The K barrier was the same story as the A frame. Too narrow to fit my handlebars through, so it was necessary to lift the front wheel.

Barrier 4 - Onto Wilmslow Road
Barrier 4 – Onto Wilmslow Road
Barrier #4 - Onto Wilmslow Road
Barrier #4 – Onto Wilmslow Road

Once through the final barrier, you’re then on the Stockport Cycleway, with the shared use path that’s often ignored by those heading north, due to the hassle of having to cross, once you pass over the Mersey. With the level and speed of traffic, and lack of any crossing, this is still a frustrating and dangerous experience.

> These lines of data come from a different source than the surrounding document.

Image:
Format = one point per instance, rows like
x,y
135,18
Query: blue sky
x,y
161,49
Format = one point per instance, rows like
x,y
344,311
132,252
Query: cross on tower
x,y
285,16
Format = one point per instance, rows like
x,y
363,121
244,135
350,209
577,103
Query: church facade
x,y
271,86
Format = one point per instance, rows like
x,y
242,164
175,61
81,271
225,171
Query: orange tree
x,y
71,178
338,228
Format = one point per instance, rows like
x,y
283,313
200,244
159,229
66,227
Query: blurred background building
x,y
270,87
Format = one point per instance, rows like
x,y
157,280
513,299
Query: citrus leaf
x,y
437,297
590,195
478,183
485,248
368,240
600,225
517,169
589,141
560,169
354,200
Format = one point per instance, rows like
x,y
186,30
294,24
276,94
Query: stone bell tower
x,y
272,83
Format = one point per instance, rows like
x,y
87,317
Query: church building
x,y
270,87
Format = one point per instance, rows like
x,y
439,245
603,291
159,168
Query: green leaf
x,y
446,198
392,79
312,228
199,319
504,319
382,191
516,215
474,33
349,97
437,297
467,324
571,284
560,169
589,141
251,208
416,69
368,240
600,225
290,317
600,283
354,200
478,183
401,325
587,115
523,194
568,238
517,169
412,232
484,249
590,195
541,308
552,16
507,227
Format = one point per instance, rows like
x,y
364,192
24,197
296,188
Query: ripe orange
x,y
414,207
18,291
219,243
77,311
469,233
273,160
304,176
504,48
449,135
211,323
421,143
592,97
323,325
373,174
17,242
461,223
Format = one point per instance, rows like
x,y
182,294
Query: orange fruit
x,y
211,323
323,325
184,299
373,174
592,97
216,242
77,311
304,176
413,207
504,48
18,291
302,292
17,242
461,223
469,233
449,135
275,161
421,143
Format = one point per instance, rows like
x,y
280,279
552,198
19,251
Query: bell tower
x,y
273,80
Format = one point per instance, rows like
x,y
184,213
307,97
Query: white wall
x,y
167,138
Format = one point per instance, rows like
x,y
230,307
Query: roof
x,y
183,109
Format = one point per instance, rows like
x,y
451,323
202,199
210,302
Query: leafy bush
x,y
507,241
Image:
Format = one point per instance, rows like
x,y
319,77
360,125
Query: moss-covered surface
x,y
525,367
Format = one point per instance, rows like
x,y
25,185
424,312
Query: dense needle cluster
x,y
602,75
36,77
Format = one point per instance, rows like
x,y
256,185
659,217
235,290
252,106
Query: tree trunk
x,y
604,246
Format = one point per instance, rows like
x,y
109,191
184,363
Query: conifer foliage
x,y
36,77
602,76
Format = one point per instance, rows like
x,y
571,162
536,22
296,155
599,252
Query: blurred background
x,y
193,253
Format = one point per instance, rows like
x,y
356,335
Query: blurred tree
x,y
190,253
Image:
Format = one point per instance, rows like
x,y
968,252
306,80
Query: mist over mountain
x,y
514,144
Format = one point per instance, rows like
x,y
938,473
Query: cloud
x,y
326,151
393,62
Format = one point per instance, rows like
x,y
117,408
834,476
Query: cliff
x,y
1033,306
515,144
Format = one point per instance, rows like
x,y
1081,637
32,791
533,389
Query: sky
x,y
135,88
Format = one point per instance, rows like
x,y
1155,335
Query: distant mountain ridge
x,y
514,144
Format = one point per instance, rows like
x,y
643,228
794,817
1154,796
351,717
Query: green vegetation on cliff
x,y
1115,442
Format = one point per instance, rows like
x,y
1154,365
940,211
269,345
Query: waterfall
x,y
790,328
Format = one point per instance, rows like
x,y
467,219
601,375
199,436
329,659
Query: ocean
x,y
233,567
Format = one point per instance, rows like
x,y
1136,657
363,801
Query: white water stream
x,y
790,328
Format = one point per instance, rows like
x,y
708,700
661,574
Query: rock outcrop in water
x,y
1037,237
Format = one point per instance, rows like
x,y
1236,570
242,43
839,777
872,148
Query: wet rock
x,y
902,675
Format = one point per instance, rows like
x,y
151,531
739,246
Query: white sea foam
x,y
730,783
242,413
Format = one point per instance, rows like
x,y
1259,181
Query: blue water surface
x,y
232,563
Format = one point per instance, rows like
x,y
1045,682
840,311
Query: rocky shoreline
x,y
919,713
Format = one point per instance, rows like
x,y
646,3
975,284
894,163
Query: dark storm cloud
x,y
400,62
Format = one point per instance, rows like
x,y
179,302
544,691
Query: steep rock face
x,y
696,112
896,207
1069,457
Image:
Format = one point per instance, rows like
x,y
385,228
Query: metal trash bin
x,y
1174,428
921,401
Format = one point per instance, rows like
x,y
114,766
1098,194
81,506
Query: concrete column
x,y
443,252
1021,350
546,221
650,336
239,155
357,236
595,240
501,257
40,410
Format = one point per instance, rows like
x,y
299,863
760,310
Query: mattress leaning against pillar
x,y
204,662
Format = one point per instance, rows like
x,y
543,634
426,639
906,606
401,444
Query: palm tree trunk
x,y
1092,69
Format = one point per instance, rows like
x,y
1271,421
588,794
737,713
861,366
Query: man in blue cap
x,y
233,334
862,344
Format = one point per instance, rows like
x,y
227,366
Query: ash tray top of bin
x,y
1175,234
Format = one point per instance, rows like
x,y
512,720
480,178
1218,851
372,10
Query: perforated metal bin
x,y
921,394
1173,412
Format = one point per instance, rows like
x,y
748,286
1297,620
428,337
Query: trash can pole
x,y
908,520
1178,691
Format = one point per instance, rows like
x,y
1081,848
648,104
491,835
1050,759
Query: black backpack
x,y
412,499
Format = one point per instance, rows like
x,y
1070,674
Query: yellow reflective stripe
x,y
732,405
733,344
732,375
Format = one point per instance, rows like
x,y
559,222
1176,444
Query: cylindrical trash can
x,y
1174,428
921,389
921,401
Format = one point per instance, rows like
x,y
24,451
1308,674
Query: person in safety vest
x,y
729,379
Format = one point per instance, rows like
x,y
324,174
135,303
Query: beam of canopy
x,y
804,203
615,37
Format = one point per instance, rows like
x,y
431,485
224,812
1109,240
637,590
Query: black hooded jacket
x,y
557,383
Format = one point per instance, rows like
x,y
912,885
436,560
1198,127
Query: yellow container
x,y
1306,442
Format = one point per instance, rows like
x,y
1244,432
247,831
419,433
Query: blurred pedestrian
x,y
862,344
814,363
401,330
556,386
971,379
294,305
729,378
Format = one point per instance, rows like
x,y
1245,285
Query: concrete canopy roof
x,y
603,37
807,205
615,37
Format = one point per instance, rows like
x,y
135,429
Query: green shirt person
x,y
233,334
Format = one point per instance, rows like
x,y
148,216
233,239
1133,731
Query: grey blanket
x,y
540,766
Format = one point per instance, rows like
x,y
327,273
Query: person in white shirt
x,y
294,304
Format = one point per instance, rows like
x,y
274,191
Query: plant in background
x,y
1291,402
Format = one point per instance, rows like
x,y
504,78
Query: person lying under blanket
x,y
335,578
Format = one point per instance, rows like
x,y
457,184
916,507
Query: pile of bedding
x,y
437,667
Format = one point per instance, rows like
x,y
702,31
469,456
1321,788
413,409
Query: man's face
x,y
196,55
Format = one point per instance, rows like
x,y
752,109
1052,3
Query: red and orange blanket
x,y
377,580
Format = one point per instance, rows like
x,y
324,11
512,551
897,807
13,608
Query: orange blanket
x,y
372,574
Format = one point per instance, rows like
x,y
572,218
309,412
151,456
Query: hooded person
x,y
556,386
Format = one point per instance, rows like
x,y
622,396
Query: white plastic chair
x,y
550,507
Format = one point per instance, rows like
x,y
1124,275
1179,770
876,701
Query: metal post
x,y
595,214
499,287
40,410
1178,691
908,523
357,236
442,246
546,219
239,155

Reaching the M60, you can see that the temporary barrier is still in place as the work to complete this section is yet to be done, 1.5 years after the rest of it was completed. The path at this point is pretty poor as you’d imagine, and with the different levels and bollards blocking the path, it is often a conflict point.

Stockport Cycleway passing over the River Mersey, towards Cheadle
Stockport Cycleway passing over the River Mersey, towards Cheadle
Unfinished section of Stockport Cycleway over M60, 1.5 years and counting
Unfinished section of Stockport Cycleway over M60, 1.5 years and counting

As I said previously about the Stockport Cycleway, there’s so much potential to deliver a convenient, safe and pleasant route between Didsbury and Cheadle, avoiding some really unpleasant roads. But as before, compromises in the implementation has led to flawed infrastructure that doesn’t work for anyone.

The biggest issue on the Didsbury to Wilmslow Road section is the number of barriers, four in half a mile. This is a ridiculous situation and seriously impacts who can use the route. We’re not just talking about those on non-standard bikes. Anyone riding a normal bike, carrying kids would find this route frustrating and wouldn’t bother.

I don’t know who’s to blame for this, Manchester City Council, Stockport Council or Sustrans. Someone at Sustrans should be getting back to me about this, so we’ll wait and see.